The Co-op has become the fourth supermarket to publish data on antibiotic use in its supply chain.
It follows Marks and Spencer, Waitrose and Asda and the data shows antibiotic-use levels well below the industry average across the majority of farmed animals.
Ciara Gorst, the Co-op’s head of agriculture, said: “We’ve been working incredibly hard to capture accurate data and are working in a collaborative and collective fashion with our suppliers and the wider industry to find the best way to benchmark our performance.
“We remain open and transparent on usage and this has been made possible only through the establishment of our farming groups, which engender positive, proactive and long-term relationships.”
Under its new antibiotics policy and animal welfare standards and performance document, the Co-op talks about its Egg Farming Group, which has been looking at a project to assess keel bone damage across its 6 farms that supply free range eggs.
Set against a 2016 industry average benchmark and other supermarkets who have published data, the Co-op is performing well in the poultry sector. Antibiotic use is in mg of active per kg of Population Correction Unit. For eggs the figures are given in terms of number of daily doses per 100 hen days.
The publication of data was welcomed by the Alliance to Save our Antibiotics. Suzi Shingler of the Alliance said: “We very much welcome Co-op’s decision to publish data on their suppliers’ antibiotic use. The publication of this information means almost half of the UK’s largest supermarkets are now proving that there is an industry-wide commitment to greater transparency in disclosing levels of antibiotics in our food production.
“We hope the rest soon join …. in increasing transparency for their customers,” she added.

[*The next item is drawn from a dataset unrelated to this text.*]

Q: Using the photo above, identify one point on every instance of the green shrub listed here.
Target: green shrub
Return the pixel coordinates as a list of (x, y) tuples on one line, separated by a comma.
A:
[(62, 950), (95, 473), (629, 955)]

Coilin Nunan, the Alliance’s scientific adviser, added: “The publication of this data should help drive average use across the farming industry down, as it illustrates the extent to which many producers are still overusing antibiotics, despite recent cuts.
“If the data published by the four supermarkets so far is genuinely representatives of antibiotic use in their UK supply chain, then this implies that some other suppliers must be using far higher levels to account for the significantly higher industry averages.”